What’s more, they’ll need to pay the annual maintenance fee ($45 for members, $85 for non-members) to maintain CRISC Certification.
Again, continuing professional education (CPE) is crucial to maintaining your certification status. Many opportunities to earn CPEs include participating in professional development sessions like the Insider Risk Summit — September’s virtual free event.
How to report your CPE:
- Log-in at www.isaca.org/myisaca
- Click on Certifications and CPE Management
- Click on the button to Report and Manage CPE for any certification that you hold
- Click on the button to Add New CPE Record
- Fill out the details of the CPE activity. Please include a title or description of the event, the sponsoring organization, a start and end date from when it was earned, and the appropriate qualifying activity.
- Enter the number of CPE earned for each ISACA certification that you hold
- Click Save and Close or Save and Add More if you have additional CPE to report
Failure to report CPEs will result in the revocation of the CRISC designation and membership; to restore them, candidates will need to retake and pass the CRISC exam and resubmit a completed application. Note that renewal fees and maintenance fees also apply for recertification in addition to documentation of CPE hours.

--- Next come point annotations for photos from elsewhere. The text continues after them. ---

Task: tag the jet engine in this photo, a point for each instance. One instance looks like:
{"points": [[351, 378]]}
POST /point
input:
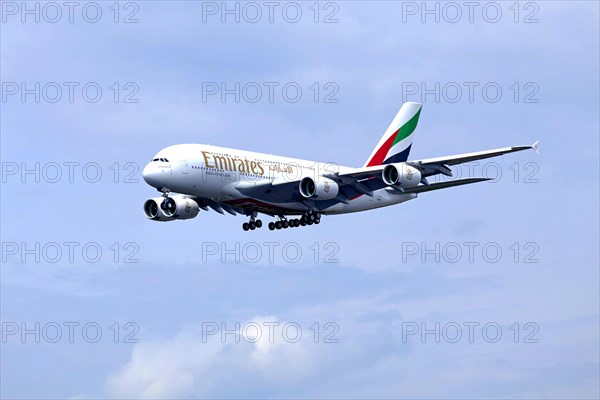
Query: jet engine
{"points": [[176, 207], [401, 174], [324, 189]]}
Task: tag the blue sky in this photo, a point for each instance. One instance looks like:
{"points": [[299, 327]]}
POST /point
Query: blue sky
{"points": [[372, 276]]}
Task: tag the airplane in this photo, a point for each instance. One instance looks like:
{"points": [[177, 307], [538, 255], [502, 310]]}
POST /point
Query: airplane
{"points": [[248, 183]]}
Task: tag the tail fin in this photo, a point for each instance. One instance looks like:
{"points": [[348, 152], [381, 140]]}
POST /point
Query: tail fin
{"points": [[395, 144]]}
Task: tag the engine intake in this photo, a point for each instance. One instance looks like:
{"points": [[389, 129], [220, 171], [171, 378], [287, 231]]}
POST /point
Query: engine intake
{"points": [[177, 207], [324, 189], [401, 174]]}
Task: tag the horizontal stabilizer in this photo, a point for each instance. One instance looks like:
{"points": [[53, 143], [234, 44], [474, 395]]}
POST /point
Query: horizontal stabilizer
{"points": [[443, 185]]}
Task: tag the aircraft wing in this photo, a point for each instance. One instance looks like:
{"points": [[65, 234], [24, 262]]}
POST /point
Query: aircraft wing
{"points": [[366, 180], [440, 165]]}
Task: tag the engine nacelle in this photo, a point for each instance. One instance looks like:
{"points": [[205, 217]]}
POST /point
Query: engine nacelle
{"points": [[177, 207], [401, 174], [324, 189]]}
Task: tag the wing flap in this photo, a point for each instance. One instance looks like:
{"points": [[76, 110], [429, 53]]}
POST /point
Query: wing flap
{"points": [[444, 185]]}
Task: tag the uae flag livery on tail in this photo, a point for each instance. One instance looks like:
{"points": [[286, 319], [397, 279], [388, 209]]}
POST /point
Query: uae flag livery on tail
{"points": [[395, 144]]}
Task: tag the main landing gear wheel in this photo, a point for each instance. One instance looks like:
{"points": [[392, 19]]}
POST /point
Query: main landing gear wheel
{"points": [[252, 224]]}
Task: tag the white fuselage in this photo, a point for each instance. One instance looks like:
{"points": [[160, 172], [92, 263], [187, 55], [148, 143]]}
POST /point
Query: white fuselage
{"points": [[213, 172]]}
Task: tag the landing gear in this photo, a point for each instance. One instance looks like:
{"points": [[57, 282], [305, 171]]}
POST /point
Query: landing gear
{"points": [[252, 224], [308, 218]]}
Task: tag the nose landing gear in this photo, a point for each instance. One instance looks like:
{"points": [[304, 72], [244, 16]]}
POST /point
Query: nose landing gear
{"points": [[252, 224]]}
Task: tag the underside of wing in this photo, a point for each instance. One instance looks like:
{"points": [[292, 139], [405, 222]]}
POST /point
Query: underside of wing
{"points": [[441, 165], [444, 185]]}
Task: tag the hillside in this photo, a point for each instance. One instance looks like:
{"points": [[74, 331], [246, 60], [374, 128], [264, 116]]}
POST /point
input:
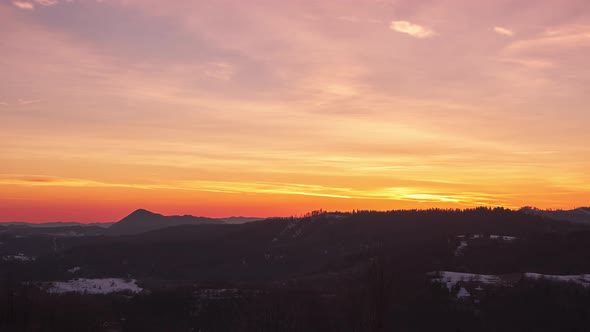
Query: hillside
{"points": [[141, 221]]}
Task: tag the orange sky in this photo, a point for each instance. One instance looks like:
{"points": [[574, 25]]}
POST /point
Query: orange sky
{"points": [[266, 108]]}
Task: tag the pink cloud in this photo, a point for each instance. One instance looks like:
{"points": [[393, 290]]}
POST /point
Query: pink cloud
{"points": [[23, 5]]}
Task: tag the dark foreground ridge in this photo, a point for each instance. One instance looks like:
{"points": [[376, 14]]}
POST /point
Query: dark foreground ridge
{"points": [[141, 221], [416, 270]]}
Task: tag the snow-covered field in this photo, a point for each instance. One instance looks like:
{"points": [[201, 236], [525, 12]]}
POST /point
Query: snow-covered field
{"points": [[491, 237], [95, 286], [469, 280], [581, 279], [18, 257], [451, 279], [459, 250]]}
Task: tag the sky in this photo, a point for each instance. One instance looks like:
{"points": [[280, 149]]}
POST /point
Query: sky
{"points": [[268, 108]]}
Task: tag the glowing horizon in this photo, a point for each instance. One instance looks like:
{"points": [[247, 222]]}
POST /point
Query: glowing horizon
{"points": [[277, 108]]}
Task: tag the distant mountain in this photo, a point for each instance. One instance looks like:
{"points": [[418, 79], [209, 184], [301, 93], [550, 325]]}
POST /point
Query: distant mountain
{"points": [[141, 221], [579, 215], [239, 220], [57, 224]]}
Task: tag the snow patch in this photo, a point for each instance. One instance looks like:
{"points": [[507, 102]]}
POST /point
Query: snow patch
{"points": [[18, 257], [451, 279], [459, 250], [95, 286], [580, 279], [74, 269], [463, 293]]}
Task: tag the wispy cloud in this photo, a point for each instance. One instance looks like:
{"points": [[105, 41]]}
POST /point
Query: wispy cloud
{"points": [[504, 31], [47, 2], [352, 19], [24, 5], [414, 30], [28, 102]]}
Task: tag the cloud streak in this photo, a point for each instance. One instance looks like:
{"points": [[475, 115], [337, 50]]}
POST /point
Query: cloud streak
{"points": [[414, 30], [23, 5], [504, 31]]}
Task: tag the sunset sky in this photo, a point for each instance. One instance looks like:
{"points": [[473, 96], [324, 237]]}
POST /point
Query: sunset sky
{"points": [[278, 107]]}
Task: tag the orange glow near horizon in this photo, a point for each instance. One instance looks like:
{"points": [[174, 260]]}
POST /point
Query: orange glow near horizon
{"points": [[276, 108]]}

The path to CRISC certification
A CRISC certification can give professionals a way to demonstrate their skills in risk analysis and assessment. This credential, however, is not based on simply passing a test. Still, it requires a mixture of previous, specific work experiences and a life-long commitment to continuous education. That education consists of maintaining CPE hours to update existing knowledge and skills in the areas of risk and information systems control; each ISACA member must maintain an adequate level of current competence and proficiency in their field.